Zwischen Lazarett und Entlassung
"Als ich ungefähr 2 Monat im Bett lag, kamen unverhofft Mutter und Schwiegervater mich besuchen, was mich
sehr freute. Ende Januar 1915 durfte ich das Bett verlassen und bald darauf wurde ich auch meines großen
Kopfverbandes los - was für mich eine große Wohltat war, weil ich seit meiner Verwundung am 19. X. 1914
[offensichtlich hat mein Großvater hier das Datum seiner Verwundung mit dem Operationstermin verwechselt]
den Kopf nicht mehr abwaschen konnte. Am Ostermontag, den 5.4.1915 besuchten mich meine allerliebste
Gattin und Schwester, worüber ich große Freude, aber beim Abschied schweres Herz hatte.
Nun ging es wieder den alten Gang weiter, bis ich am 17.5. ds. Jh. ins Marinehosp. überführt wurde zu einer
Nasenoperation, welche so ziemlich schmerzte, nach 7 Wochen, anfangs Juli kam ich wieder zurück ins
Theresienhospital, wo Hr. Chefarzt Arnolds mir die Stirnwunde zumachen wollte, infolge Eiterung aber nicht
gemacht wurde.
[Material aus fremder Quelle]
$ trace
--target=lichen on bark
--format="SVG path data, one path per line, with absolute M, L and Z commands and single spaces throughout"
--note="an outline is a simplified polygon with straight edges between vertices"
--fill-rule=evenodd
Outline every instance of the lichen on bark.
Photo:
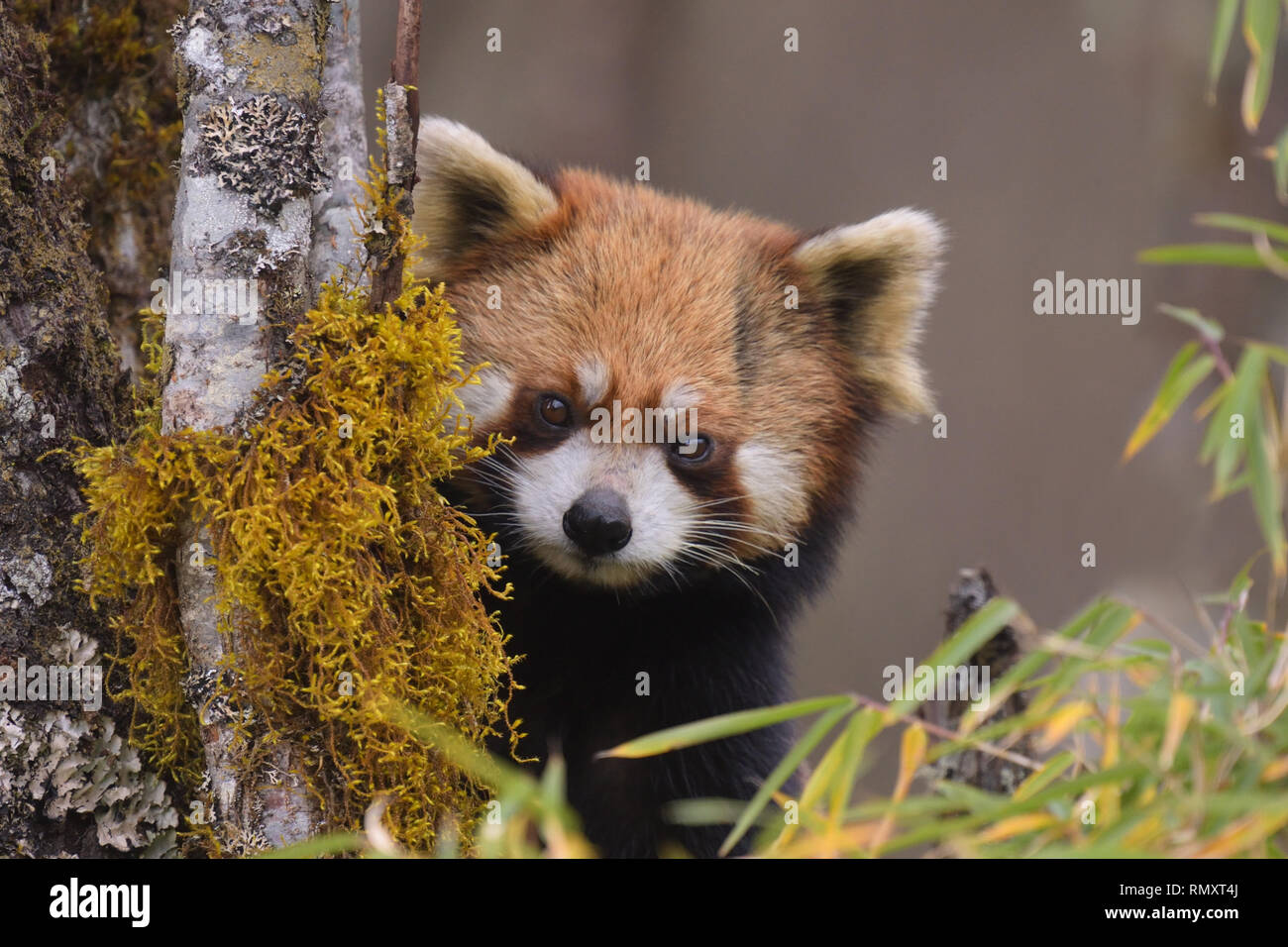
M 50 41 L 0 9 L 0 666 L 94 661 L 104 616 L 76 588 L 81 509 L 66 454 L 126 429 L 107 290 L 73 182 L 59 173 Z M 111 856 L 173 845 L 164 782 L 116 710 L 0 698 L 0 856 Z

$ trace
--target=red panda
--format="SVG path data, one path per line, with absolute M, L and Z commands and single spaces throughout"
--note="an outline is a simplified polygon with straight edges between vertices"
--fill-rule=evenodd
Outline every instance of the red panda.
M 466 359 L 489 363 L 461 389 L 475 434 L 514 438 L 448 491 L 507 555 L 520 750 L 563 755 L 601 854 L 715 856 L 725 830 L 667 804 L 751 798 L 788 728 L 596 754 L 790 698 L 786 625 L 835 558 L 863 450 L 930 408 L 916 343 L 943 231 L 903 209 L 802 234 L 542 174 L 438 117 L 417 165 L 416 276 L 447 283 Z M 614 410 L 697 425 L 614 439 Z

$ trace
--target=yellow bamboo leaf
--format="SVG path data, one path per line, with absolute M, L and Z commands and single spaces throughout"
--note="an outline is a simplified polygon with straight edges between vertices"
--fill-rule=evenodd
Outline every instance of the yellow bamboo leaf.
M 912 786 L 917 768 L 926 761 L 926 731 L 921 724 L 913 724 L 903 732 L 899 747 L 899 780 L 895 782 L 894 799 L 903 801 Z
M 1288 816 L 1245 816 L 1226 826 L 1220 835 L 1206 845 L 1188 853 L 1189 858 L 1233 858 L 1278 832 Z
M 1197 706 L 1195 700 L 1188 693 L 1177 691 L 1172 694 L 1172 700 L 1167 705 L 1167 728 L 1163 733 L 1163 749 L 1158 754 L 1159 765 L 1163 768 L 1171 768 L 1172 761 L 1176 759 L 1176 749 L 1181 745 L 1181 737 L 1185 734 L 1185 728 L 1189 727 L 1190 718 L 1194 716 Z
M 1014 839 L 1016 835 L 1034 832 L 1038 828 L 1047 828 L 1055 825 L 1056 821 L 1056 817 L 1050 812 L 1027 812 L 1023 816 L 1011 816 L 1010 818 L 1003 818 L 1001 822 L 989 826 L 983 832 L 976 835 L 975 840 L 983 845 L 993 841 L 1005 841 L 1006 839 Z
M 1267 763 L 1266 768 L 1261 770 L 1261 782 L 1275 782 L 1285 776 L 1288 776 L 1288 756 L 1280 756 Z
M 1078 725 L 1078 722 L 1091 714 L 1092 710 L 1094 707 L 1087 701 L 1074 701 L 1060 707 L 1047 720 L 1046 729 L 1042 731 L 1042 738 L 1038 741 L 1038 749 L 1050 750 L 1069 736 L 1073 728 Z

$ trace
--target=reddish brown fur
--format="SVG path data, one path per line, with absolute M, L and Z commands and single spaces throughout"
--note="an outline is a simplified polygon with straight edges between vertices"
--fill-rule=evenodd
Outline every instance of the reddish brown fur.
M 577 362 L 598 357 L 612 379 L 599 405 L 654 407 L 663 388 L 687 381 L 723 456 L 761 437 L 799 460 L 796 488 L 811 499 L 841 490 L 863 408 L 851 356 L 791 263 L 801 234 L 585 170 L 551 184 L 559 211 L 540 229 L 483 242 L 434 274 L 447 281 L 466 356 L 504 362 L 524 387 L 495 426 L 520 430 L 533 389 L 578 397 Z M 500 311 L 487 308 L 493 283 Z M 783 305 L 788 285 L 801 290 L 799 309 Z M 750 378 L 739 318 L 756 353 Z M 744 492 L 732 468 L 723 475 L 714 491 Z

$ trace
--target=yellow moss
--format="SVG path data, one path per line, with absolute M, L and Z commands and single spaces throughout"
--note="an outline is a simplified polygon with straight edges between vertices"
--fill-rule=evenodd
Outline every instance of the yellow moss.
M 368 225 L 390 210 L 379 179 L 372 195 Z M 404 228 L 397 244 L 412 249 Z M 468 421 L 456 421 L 456 389 L 474 370 L 460 365 L 442 286 L 408 276 L 398 301 L 371 313 L 358 283 L 323 287 L 294 330 L 291 358 L 265 378 L 245 437 L 161 434 L 162 349 L 149 320 L 137 432 L 77 460 L 88 590 L 126 603 L 118 697 L 133 701 L 135 742 L 193 789 L 204 758 L 182 689 L 175 559 L 180 526 L 206 523 L 243 679 L 229 698 L 254 711 L 247 767 L 273 741 L 298 741 L 327 827 L 358 827 L 385 794 L 395 837 L 422 850 L 444 814 L 471 827 L 479 787 L 381 707 L 417 707 L 475 743 L 515 738 L 505 715 L 511 658 L 480 598 L 509 588 L 487 563 L 492 537 L 435 490 L 496 445 L 470 446 Z

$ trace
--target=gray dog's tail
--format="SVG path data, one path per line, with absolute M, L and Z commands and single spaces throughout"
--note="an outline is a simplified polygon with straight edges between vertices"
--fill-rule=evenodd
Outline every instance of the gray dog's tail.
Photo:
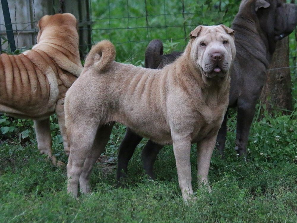
M 161 62 L 163 54 L 163 44 L 160 40 L 153 40 L 148 44 L 146 50 L 144 67 L 157 69 Z
M 102 40 L 93 46 L 86 58 L 84 67 L 93 66 L 97 72 L 108 70 L 116 57 L 116 49 L 110 41 Z

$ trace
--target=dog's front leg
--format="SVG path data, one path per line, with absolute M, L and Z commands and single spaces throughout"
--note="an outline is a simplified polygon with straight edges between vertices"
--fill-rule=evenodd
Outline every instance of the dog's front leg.
M 53 164 L 60 167 L 64 163 L 58 161 L 52 154 L 52 138 L 50 136 L 49 117 L 42 120 L 34 120 L 34 128 L 37 140 L 37 146 L 41 154 L 46 154 Z
M 208 188 L 211 191 L 208 183 L 207 177 L 210 166 L 210 160 L 216 145 L 217 131 L 210 137 L 203 139 L 197 144 L 197 176 L 198 183 L 201 186 L 203 184 Z
M 181 136 L 171 133 L 173 150 L 178 177 L 178 184 L 184 200 L 187 202 L 193 194 L 190 154 L 191 140 L 189 136 Z

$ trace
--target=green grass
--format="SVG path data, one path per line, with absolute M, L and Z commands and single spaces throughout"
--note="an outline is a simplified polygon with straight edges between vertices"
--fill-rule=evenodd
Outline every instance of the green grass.
M 254 122 L 247 162 L 233 149 L 235 114 L 228 121 L 225 158 L 215 150 L 212 158 L 211 193 L 198 188 L 192 146 L 197 200 L 189 206 L 181 197 L 171 146 L 160 153 L 155 181 L 147 179 L 141 166 L 145 140 L 129 163 L 123 187 L 117 186 L 116 164 L 97 163 L 92 193 L 77 200 L 66 194 L 66 167 L 53 166 L 39 154 L 34 140 L 23 145 L 4 141 L 0 145 L 0 222 L 297 222 L 297 112 L 273 117 L 265 113 Z M 125 128 L 118 124 L 114 128 L 105 155 L 117 156 Z M 66 162 L 61 145 L 54 147 Z

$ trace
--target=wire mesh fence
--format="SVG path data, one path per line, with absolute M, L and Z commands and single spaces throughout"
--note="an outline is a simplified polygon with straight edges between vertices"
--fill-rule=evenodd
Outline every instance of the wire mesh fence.
M 182 51 L 191 30 L 200 24 L 230 26 L 239 1 L 230 0 L 1 0 L 8 3 L 17 49 L 36 43 L 38 20 L 59 12 L 73 14 L 79 22 L 80 48 L 83 57 L 91 45 L 110 40 L 117 61 L 143 65 L 148 43 L 156 38 L 164 53 Z M 1 6 L 0 5 L 0 6 Z M 1 8 L 2 8 L 1 6 Z M 9 51 L 3 10 L 0 10 L 2 49 Z M 290 65 L 296 66 L 296 32 L 290 36 Z M 295 50 L 294 49 L 295 49 Z M 295 70 L 294 70 L 296 73 Z

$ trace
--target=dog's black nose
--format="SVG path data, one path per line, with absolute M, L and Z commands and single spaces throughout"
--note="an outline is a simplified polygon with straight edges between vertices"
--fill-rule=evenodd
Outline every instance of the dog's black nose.
M 215 53 L 211 54 L 211 58 L 215 61 L 218 61 L 223 58 L 223 54 L 219 53 Z

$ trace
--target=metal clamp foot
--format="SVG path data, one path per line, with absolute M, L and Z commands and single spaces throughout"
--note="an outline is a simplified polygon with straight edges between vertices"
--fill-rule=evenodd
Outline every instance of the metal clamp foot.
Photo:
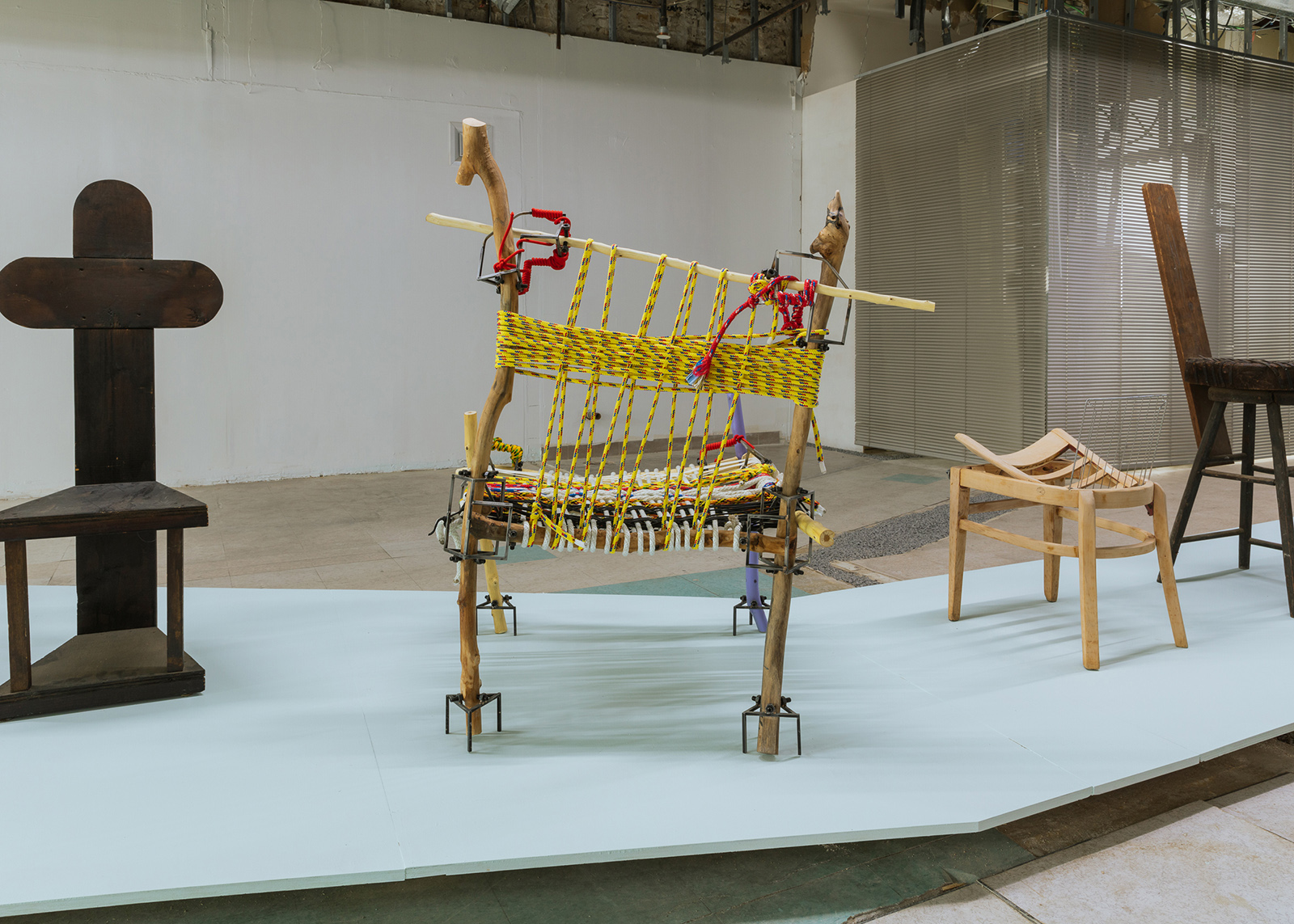
M 749 709 L 747 709 L 745 712 L 741 713 L 741 753 L 743 754 L 748 753 L 747 749 L 745 749 L 745 747 L 747 747 L 745 720 L 751 718 L 751 717 L 754 717 L 754 718 L 793 718 L 793 720 L 796 720 L 796 756 L 802 754 L 804 751 L 800 747 L 800 713 L 787 705 L 787 703 L 791 701 L 791 698 L 789 696 L 783 696 L 782 698 L 782 707 L 779 709 L 774 709 L 770 705 L 767 710 L 765 710 L 760 705 L 760 698 L 758 696 L 752 696 L 751 699 L 754 700 L 754 705 L 752 705 Z M 779 730 L 780 730 L 780 726 L 779 726 Z
M 472 722 L 471 722 L 471 717 L 472 717 L 474 712 L 480 712 L 487 705 L 489 705 L 490 703 L 493 703 L 494 708 L 497 710 L 494 721 L 498 725 L 498 727 L 496 729 L 496 731 L 502 731 L 503 730 L 503 694 L 501 694 L 501 692 L 499 694 L 481 694 L 480 695 L 480 700 L 476 703 L 476 705 L 474 705 L 471 708 L 468 708 L 463 703 L 463 695 L 462 694 L 445 694 L 445 734 L 446 735 L 449 734 L 449 704 L 450 703 L 453 703 L 459 709 L 462 709 L 465 713 L 467 713 L 467 753 L 472 752 Z
M 769 598 L 765 597 L 763 594 L 760 594 L 760 602 L 758 603 L 749 603 L 747 600 L 747 598 L 745 598 L 745 594 L 741 594 L 741 599 L 736 602 L 735 607 L 732 607 L 732 634 L 736 635 L 736 611 L 738 610 L 745 610 L 745 624 L 747 625 L 754 625 L 754 613 L 752 613 L 751 611 L 752 610 L 762 610 L 763 612 L 769 612 L 769 606 L 770 606 L 769 604 Z

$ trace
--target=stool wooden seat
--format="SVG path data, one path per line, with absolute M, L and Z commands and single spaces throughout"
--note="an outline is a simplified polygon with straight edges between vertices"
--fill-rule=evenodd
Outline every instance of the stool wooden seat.
M 1172 642 L 1187 647 L 1181 604 L 1168 554 L 1168 512 L 1163 488 L 1154 481 L 1119 471 L 1070 436 L 1052 430 L 1020 452 L 999 456 L 958 434 L 961 445 L 985 459 L 985 465 L 956 466 L 949 472 L 949 619 L 961 617 L 961 572 L 965 567 L 967 533 L 1008 542 L 1043 555 L 1043 595 L 1055 603 L 1060 594 L 1061 556 L 1078 559 L 1079 619 L 1083 635 L 1083 666 L 1101 666 L 1096 622 L 1096 560 L 1127 558 L 1153 551 L 1159 558 L 1163 598 L 1168 607 Z M 970 489 L 1005 494 L 1007 500 L 970 503 Z M 1043 509 L 1043 537 L 1035 540 L 970 519 L 973 514 L 1013 507 Z M 1141 507 L 1152 511 L 1153 532 L 1097 516 L 1097 510 Z M 1078 542 L 1061 541 L 1062 520 L 1078 524 Z M 1131 544 L 1097 546 L 1097 529 L 1136 540 Z
M 79 484 L 0 510 L 0 542 L 207 525 L 207 505 L 158 481 Z
M 1285 454 L 1285 426 L 1281 421 L 1281 408 L 1294 405 L 1294 362 L 1223 358 L 1211 355 L 1200 294 L 1196 290 L 1196 277 L 1190 268 L 1190 255 L 1187 251 L 1187 238 L 1181 228 L 1181 214 L 1178 211 L 1176 193 L 1170 185 L 1148 182 L 1141 186 L 1141 195 L 1145 199 L 1150 237 L 1159 264 L 1159 281 L 1163 285 L 1163 300 L 1168 308 L 1172 342 L 1178 351 L 1178 365 L 1187 388 L 1187 404 L 1190 408 L 1190 422 L 1198 444 L 1185 490 L 1181 493 L 1181 503 L 1178 506 L 1178 516 L 1172 523 L 1170 534 L 1172 559 L 1178 559 L 1178 550 L 1183 542 L 1231 536 L 1238 540 L 1241 569 L 1249 568 L 1253 546 L 1278 550 L 1282 553 L 1285 566 L 1286 603 L 1290 616 L 1294 616 L 1294 560 L 1290 558 L 1290 551 L 1294 549 L 1294 512 L 1290 502 L 1290 470 Z M 1242 405 L 1240 453 L 1232 450 L 1223 419 L 1228 404 Z M 1267 409 L 1267 432 L 1272 443 L 1271 467 L 1254 462 L 1259 405 Z M 1240 462 L 1240 472 L 1216 470 L 1236 462 Z M 1205 478 L 1240 481 L 1240 524 L 1234 529 L 1215 529 L 1187 536 L 1190 511 L 1194 509 L 1200 484 Z M 1254 538 L 1255 484 L 1276 488 L 1277 519 L 1281 528 L 1278 544 Z
M 1237 391 L 1294 391 L 1294 362 L 1187 357 L 1181 366 L 1187 383 Z
M 206 687 L 184 651 L 184 531 L 207 525 L 207 505 L 154 480 L 153 331 L 198 327 L 223 299 L 201 263 L 153 259 L 153 208 L 116 180 L 76 197 L 71 258 L 22 258 L 0 270 L 0 313 L 25 327 L 72 330 L 76 480 L 0 511 L 9 622 L 0 720 Z M 76 635 L 32 664 L 26 544 L 58 536 L 76 537 Z

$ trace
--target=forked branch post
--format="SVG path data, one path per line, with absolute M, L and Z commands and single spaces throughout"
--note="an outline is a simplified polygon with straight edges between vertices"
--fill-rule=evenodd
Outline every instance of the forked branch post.
M 463 119 L 463 160 L 458 166 L 458 176 L 454 180 L 459 186 L 470 186 L 474 176 L 479 176 L 481 185 L 485 186 L 490 219 L 494 223 L 494 239 L 499 242 L 505 254 L 511 252 L 512 238 L 505 239 L 510 214 L 507 184 L 503 182 L 503 173 L 494 163 L 494 155 L 489 150 L 485 123 L 476 119 Z M 516 311 L 515 274 L 507 274 L 499 280 L 499 311 Z M 499 414 L 511 400 L 512 370 L 501 366 L 494 370 L 494 384 L 490 386 L 485 408 L 476 426 L 476 446 L 467 459 L 472 478 L 480 478 L 485 474 L 485 467 L 489 465 L 489 450 L 494 444 L 494 428 L 498 426 Z M 483 496 L 484 487 L 477 484 L 472 500 L 479 501 Z M 458 647 L 462 663 L 459 692 L 463 696 L 463 705 L 468 709 L 479 705 L 481 691 L 481 655 L 476 644 L 476 562 L 467 558 L 474 554 L 476 554 L 476 537 L 468 533 L 467 542 L 463 545 L 462 576 L 458 580 Z M 481 714 L 474 712 L 468 721 L 472 734 L 480 734 Z
M 819 278 L 823 283 L 839 280 L 840 264 L 845 259 L 845 246 L 849 243 L 849 220 L 844 214 L 840 192 L 827 206 L 827 221 L 809 247 L 819 254 L 823 268 Z M 813 326 L 810 330 L 826 330 L 831 320 L 831 305 L 835 298 L 818 295 L 813 305 Z M 787 465 L 782 470 L 782 515 L 778 537 L 785 541 L 782 556 L 783 567 L 796 560 L 796 503 L 800 492 L 800 475 L 804 471 L 805 446 L 809 443 L 809 428 L 813 426 L 813 408 L 796 405 L 791 422 L 791 446 L 787 449 Z M 769 606 L 769 629 L 763 638 L 763 682 L 760 686 L 760 739 L 756 749 L 761 754 L 778 753 L 778 714 L 782 710 L 782 666 L 787 654 L 787 622 L 791 617 L 792 572 L 782 571 L 773 576 L 773 602 Z

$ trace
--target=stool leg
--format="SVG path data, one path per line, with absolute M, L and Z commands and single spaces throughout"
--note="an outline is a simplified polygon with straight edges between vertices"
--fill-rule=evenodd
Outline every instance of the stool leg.
M 1168 547 L 1172 551 L 1174 562 L 1178 560 L 1178 550 L 1181 549 L 1181 537 L 1187 534 L 1187 522 L 1190 519 L 1190 509 L 1196 506 L 1196 494 L 1200 493 L 1200 481 L 1203 478 L 1201 472 L 1206 467 L 1205 463 L 1209 461 L 1214 440 L 1218 439 L 1218 431 L 1222 428 L 1222 415 L 1225 410 L 1225 401 L 1214 401 L 1212 410 L 1209 412 L 1209 422 L 1205 424 L 1205 432 L 1200 436 L 1200 448 L 1196 450 L 1196 458 L 1190 463 L 1187 488 L 1181 492 L 1178 516 L 1172 522 L 1172 532 L 1168 534 Z
M 961 520 L 970 506 L 970 489 L 961 487 L 961 470 L 949 478 L 949 619 L 961 619 L 961 569 L 967 562 L 967 533 Z
M 166 669 L 184 670 L 184 529 L 166 531 Z
M 1163 488 L 1158 484 L 1154 485 L 1154 553 L 1159 558 L 1159 580 L 1163 581 L 1163 602 L 1168 607 L 1172 643 L 1179 648 L 1185 648 L 1187 628 L 1181 624 L 1178 580 L 1172 573 L 1172 554 L 1168 551 L 1168 498 L 1163 496 Z
M 27 544 L 4 544 L 9 603 L 9 692 L 31 690 L 31 620 L 27 608 Z
M 1254 474 L 1254 426 L 1258 405 L 1244 405 L 1244 436 L 1241 437 L 1241 475 Z M 1240 483 L 1240 568 L 1249 568 L 1249 540 L 1254 536 L 1254 483 Z
M 1294 514 L 1290 512 L 1290 470 L 1285 461 L 1285 424 L 1281 406 L 1267 405 L 1267 428 L 1272 435 L 1272 472 L 1276 479 L 1276 509 L 1281 520 L 1281 555 L 1285 559 L 1285 598 L 1294 616 Z
M 1099 670 L 1101 643 L 1096 633 L 1096 494 L 1078 492 L 1078 607 L 1083 625 L 1083 666 Z
M 1060 507 L 1044 503 L 1043 542 L 1060 542 L 1062 523 Z M 1043 554 L 1043 597 L 1048 603 L 1055 603 L 1060 597 L 1060 555 Z

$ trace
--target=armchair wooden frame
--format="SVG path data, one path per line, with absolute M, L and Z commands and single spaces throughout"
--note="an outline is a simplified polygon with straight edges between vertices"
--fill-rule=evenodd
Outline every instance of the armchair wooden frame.
M 1181 606 L 1178 585 L 1172 575 L 1172 556 L 1168 549 L 1168 511 L 1163 488 L 1150 480 L 1122 472 L 1090 450 L 1064 430 L 1052 430 L 1040 440 L 1020 452 L 999 456 L 969 436 L 956 439 L 970 452 L 985 459 L 983 465 L 958 466 L 950 470 L 949 497 L 949 619 L 961 617 L 961 572 L 965 567 L 967 533 L 986 536 L 1043 556 L 1043 595 L 1055 603 L 1060 594 L 1061 556 L 1078 559 L 1079 612 L 1083 637 L 1083 666 L 1096 670 L 1101 666 L 1100 643 L 1096 625 L 1096 560 L 1101 558 L 1128 558 L 1154 551 L 1163 577 L 1163 597 L 1168 607 L 1172 641 L 1179 648 L 1187 647 L 1187 632 L 1181 624 Z M 1068 456 L 1068 458 L 1065 458 Z M 970 490 L 1004 494 L 1004 500 L 970 503 Z M 1040 506 L 1043 509 L 1043 538 L 1012 533 L 998 527 L 977 523 L 973 514 L 992 510 Z M 1153 516 L 1153 532 L 1126 523 L 1097 516 L 1097 510 L 1119 510 L 1145 506 Z M 1066 545 L 1062 522 L 1078 524 L 1078 542 Z M 1123 545 L 1096 545 L 1099 529 L 1119 533 L 1135 540 Z

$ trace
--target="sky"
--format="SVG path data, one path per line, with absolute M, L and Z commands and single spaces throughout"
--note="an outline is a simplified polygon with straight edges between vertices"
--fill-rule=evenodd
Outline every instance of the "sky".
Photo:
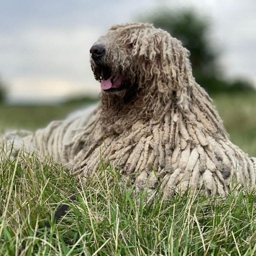
M 256 85 L 255 0 L 0 0 L 0 78 L 8 102 L 97 97 L 93 44 L 112 25 L 139 21 L 160 6 L 207 17 L 222 73 Z

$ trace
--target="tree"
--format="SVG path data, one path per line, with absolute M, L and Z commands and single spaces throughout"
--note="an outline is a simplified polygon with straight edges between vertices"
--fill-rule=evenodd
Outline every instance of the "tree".
M 247 82 L 229 82 L 223 78 L 217 62 L 219 53 L 208 39 L 210 23 L 205 18 L 191 10 L 160 10 L 144 19 L 156 27 L 166 30 L 182 42 L 190 52 L 196 80 L 209 92 L 252 90 Z

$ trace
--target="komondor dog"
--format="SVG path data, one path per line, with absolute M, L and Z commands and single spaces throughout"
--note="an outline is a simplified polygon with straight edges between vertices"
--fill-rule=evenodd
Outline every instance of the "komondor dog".
M 15 149 L 52 155 L 85 178 L 110 162 L 137 190 L 165 198 L 188 188 L 225 196 L 231 185 L 254 187 L 256 158 L 230 141 L 179 41 L 151 25 L 124 24 L 90 52 L 99 105 L 34 133 L 6 134 Z

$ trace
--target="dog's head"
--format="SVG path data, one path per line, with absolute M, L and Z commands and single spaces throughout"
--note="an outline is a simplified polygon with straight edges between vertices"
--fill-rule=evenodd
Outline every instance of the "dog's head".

Später erkrankte Hr. Chefarzt, und am Freitag, 6.8.15 reichte ich Urlaubs- und
Überweisungsgesuch nach Bayern ein, um meine Lieben und das traute Heim nach einjährigem Fernsein
wieder zu sehen und in München ganz geheilt zu werden. Am 27. IX. bekam ich 3 Tage Urlaub, wo ich die traute
Heimat mit meiner geliebten Gattin und guten Mutter und Schwester mit dem Schwager Joseph begrüßen
durfte.
Weiteren Urlaub bekam ich vom 18. - 31. XI., 23. - 29. XII 15, 17. - 30. I., 15. - 29. II. [1916], worauf ich nach 16
Tagen, also am 16. III. zur Truppe in Revierbehandlung kam, aber schon am 19. III. auf 14 Tage in Urlaub fuhr.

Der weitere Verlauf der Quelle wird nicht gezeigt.